The Medical Evacuation variant (MEV) provides immediate treatment or evacuation at the point of injury to either ambulatory or litter casualties. Ambulatory patients are able to walk into the vehicle on their own and sit upright while getting treatment, and carry on the fight if necessary. The more serious litter patients need to lie down inside the vehicle to get treatment. The MEV vehicle can accommodate up to six ambulatory patients or four litter cases, or 3 ambulatory and 2 litter and can be reconfigured on the spot. It employs equipment common to civilian ambulances.
The Medical Treatment variant (MTV) works in tandem with the MEV to receive and evacuate casualties while providing life-sustaining care to soldiers suffering from life-threatening injuries. It carries equipment to sustain life for days while awaiting further evacuation from forward operations. Equipment such as the erectable treatment shelter, medication, vital signs monitor, defibrillator, and refrigerator for storing blood, convert the MTV into a medical station on the front lines, known as a Forward Aid Station.
Both variants have full climate control to help quickly stabilize patient body temperature in varying warfare environments – hot or cold.
The AMPVs are being built with stronger armor and greater mobility than the vehicles they’re replacing. The higher levels of survivability accomplish two key objectives.
First, the improved survivability means they can go as needed to the front lines with the rest of the ABCT, whereas legacy medical vehicles could not. By being closer to the battle, they can more rapidly respond to treating the injured and evacuate them from the battlefield and into the hospital. Second, their increased strength and maneuverability makes them less reliant on other fighting vehicles for protection, allowing them to more independently carry out their mission. This unique capability of evacuating casualties under armor eliminates the need to pull another armored combat vehicle from the front lines.

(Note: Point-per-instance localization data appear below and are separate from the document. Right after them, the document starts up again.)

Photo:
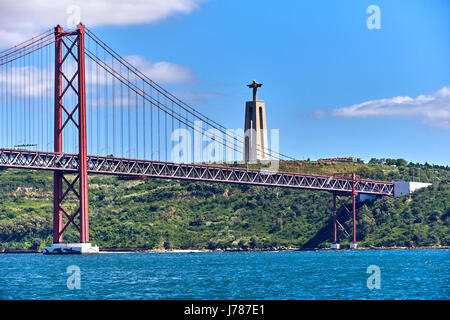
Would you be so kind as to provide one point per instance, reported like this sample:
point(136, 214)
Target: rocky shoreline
point(272, 249)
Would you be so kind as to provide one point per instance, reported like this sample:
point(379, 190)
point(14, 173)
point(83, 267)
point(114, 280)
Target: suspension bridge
point(87, 110)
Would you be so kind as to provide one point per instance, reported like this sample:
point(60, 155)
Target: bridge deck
point(26, 159)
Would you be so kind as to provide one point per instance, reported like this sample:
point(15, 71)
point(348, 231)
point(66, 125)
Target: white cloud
point(197, 97)
point(433, 108)
point(22, 19)
point(163, 72)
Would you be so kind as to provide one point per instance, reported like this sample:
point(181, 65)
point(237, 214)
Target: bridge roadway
point(42, 160)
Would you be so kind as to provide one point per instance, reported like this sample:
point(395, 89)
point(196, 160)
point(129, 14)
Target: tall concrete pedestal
point(256, 145)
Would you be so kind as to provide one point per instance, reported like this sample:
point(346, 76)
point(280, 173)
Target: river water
point(377, 274)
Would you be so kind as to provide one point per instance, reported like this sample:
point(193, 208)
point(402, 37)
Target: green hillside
point(155, 213)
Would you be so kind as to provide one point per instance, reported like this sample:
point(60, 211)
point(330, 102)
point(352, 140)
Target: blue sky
point(316, 59)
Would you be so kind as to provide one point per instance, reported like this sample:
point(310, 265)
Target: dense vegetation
point(166, 214)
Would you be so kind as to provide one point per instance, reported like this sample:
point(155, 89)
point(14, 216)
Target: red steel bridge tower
point(74, 43)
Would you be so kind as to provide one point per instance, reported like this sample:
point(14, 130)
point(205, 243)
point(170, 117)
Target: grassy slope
point(156, 213)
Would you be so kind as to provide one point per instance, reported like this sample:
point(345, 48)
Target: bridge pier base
point(71, 248)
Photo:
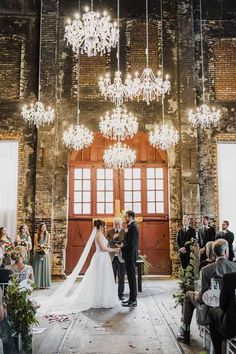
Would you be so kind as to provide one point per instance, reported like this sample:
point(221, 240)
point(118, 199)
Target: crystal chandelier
point(164, 136)
point(37, 114)
point(93, 34)
point(77, 137)
point(119, 156)
point(120, 125)
point(117, 92)
point(205, 116)
point(148, 86)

“The AMPV medical vehicles are the first that can get right up on the front lines to evacuate soldiers, treat them and get them to safety,” said Ruben Burgos, BAE Systems’ program manager for the AMPV. “They have the mobility and the armor to do that.”
The AMPV’s interior is much larger than its predecessor, offering more space and payload capacity. Medics will have more room to maneuver inside the vehicles while treating their patients, and can carry more equipment operated on electrical power.
BAE Systems, the Army’s Tank-automotive and Armaments Command (TACOM), and battle-experienced Army medics conducted field exercises to support the internal design. BAE Systems and TACOM employees were used to simulate soldiers wounded in battle being loaded into the vehicles for treatment. The information provided by medics who have been deployed in the fight has been critical to maximize the effectiveness of the medical variants.
“They have been out in the battle and are coming to us with invaluable experience and knowledge to help us understand what is important in the positioning of the equipment inside the medical variants,” Burgos said. “All of this is going to contribute to saving lives.”